Tuesday, July 15, 2008
Investing vs trading
Everyone always says that the safest way to make money in the stock market is by investing for the long term. I don’t believe it. In fact long term investors might have the disadvantage.
There are a number of reasons why trading can be a safer strategy then investing in the long term.
1. Traders can make money in all markets. Unlike a long term investor who only makes money in bulls market and loses money in a bears market, traders can take advantage of whatever the market does.
2. Strong companies don’t have to go up. People seem to have a false image in their mine that if you own Disney stock and they make a sale your stock goes up. That is not necessarily true. You could buy a stock that makes loads of money with great fundamentals and still lose money. In fact Wal-Mart, Disney, Microsoft, and coke are all stocks that have huge earning but have not done anything except go down a little in the last 10 years.

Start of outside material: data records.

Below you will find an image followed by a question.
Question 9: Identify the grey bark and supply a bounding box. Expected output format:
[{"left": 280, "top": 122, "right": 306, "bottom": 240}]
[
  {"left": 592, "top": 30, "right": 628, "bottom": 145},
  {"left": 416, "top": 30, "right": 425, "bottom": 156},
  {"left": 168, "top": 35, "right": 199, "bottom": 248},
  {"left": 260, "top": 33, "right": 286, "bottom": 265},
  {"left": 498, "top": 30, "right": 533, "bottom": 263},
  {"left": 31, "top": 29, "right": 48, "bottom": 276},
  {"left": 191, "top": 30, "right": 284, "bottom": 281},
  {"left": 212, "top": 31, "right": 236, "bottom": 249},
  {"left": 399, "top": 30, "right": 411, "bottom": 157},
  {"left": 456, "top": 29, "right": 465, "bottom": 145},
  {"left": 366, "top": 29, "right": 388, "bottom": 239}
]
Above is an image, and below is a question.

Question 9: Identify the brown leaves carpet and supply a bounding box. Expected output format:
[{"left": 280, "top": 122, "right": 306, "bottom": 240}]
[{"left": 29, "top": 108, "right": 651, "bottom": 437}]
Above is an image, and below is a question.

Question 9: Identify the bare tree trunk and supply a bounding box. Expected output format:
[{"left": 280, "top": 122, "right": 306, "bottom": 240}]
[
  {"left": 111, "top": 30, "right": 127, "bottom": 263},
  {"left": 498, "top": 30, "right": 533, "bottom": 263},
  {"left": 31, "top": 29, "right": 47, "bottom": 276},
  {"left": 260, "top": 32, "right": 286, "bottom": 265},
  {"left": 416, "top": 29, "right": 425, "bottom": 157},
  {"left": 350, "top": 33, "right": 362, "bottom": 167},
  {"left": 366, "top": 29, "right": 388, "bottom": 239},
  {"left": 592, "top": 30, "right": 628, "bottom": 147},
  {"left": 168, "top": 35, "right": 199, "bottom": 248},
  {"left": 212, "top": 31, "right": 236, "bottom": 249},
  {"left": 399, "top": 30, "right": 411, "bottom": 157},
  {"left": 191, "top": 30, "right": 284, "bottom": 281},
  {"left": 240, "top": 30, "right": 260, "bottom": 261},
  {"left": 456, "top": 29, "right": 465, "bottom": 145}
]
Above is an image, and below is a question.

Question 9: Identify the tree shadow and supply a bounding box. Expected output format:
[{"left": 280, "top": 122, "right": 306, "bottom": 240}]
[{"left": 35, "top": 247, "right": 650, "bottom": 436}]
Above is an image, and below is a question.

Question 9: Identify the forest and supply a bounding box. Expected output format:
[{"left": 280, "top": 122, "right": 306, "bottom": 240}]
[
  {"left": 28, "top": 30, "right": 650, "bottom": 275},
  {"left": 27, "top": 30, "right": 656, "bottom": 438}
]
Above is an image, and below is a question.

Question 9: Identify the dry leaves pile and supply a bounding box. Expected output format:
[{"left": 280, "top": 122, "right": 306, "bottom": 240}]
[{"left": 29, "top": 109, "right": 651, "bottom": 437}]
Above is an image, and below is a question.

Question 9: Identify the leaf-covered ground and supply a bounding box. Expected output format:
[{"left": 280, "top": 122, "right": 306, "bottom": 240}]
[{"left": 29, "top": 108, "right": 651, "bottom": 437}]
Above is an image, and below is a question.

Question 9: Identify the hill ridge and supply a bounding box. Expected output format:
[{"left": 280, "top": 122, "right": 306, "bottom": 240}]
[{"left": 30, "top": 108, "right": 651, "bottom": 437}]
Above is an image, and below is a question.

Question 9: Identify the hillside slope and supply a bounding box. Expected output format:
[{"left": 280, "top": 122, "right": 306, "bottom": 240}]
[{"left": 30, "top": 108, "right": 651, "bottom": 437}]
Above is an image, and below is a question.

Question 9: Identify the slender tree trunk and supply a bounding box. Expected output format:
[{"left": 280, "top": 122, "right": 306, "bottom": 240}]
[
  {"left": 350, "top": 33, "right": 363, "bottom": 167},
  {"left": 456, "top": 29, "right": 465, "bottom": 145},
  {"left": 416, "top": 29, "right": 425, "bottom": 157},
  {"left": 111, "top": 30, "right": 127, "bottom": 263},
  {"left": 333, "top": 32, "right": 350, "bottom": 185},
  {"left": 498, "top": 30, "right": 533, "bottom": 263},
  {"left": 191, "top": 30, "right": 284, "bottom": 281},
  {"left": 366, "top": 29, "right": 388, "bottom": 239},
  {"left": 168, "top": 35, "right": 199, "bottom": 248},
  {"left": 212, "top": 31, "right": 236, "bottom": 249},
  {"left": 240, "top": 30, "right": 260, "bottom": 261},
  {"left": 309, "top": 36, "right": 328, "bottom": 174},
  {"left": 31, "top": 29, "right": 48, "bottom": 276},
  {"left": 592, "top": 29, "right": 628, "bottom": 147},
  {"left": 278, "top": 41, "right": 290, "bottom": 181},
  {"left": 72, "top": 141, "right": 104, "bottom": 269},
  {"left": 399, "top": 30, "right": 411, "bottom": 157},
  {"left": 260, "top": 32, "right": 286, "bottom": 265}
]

3. Successful traders base their conclusion off of price, the trends and patterns of it. This is a much better way to grow your money because what you make money off of is ultimately what the stock does not what the company does.
4. The idea of holding onto a stock forever can actually hurt you. I have seen people with a long term prospective ride a $40 stock to a $10 stock because they are in it for the long term. As far as I am considered it not a good idea to hold a stock through a 75% decline in hopes that it might one day go up no matter what your time frame is.
5. Actively trading is a can give you higher returns. Think about it like this, if you are actively trading in the stock market you will be able to learn from your past trades. The more you learn the better a trader you will become. Where as someone who invest in the long term cannot use what they learned from their last trades into their new trades because your last trades lasted 40 years.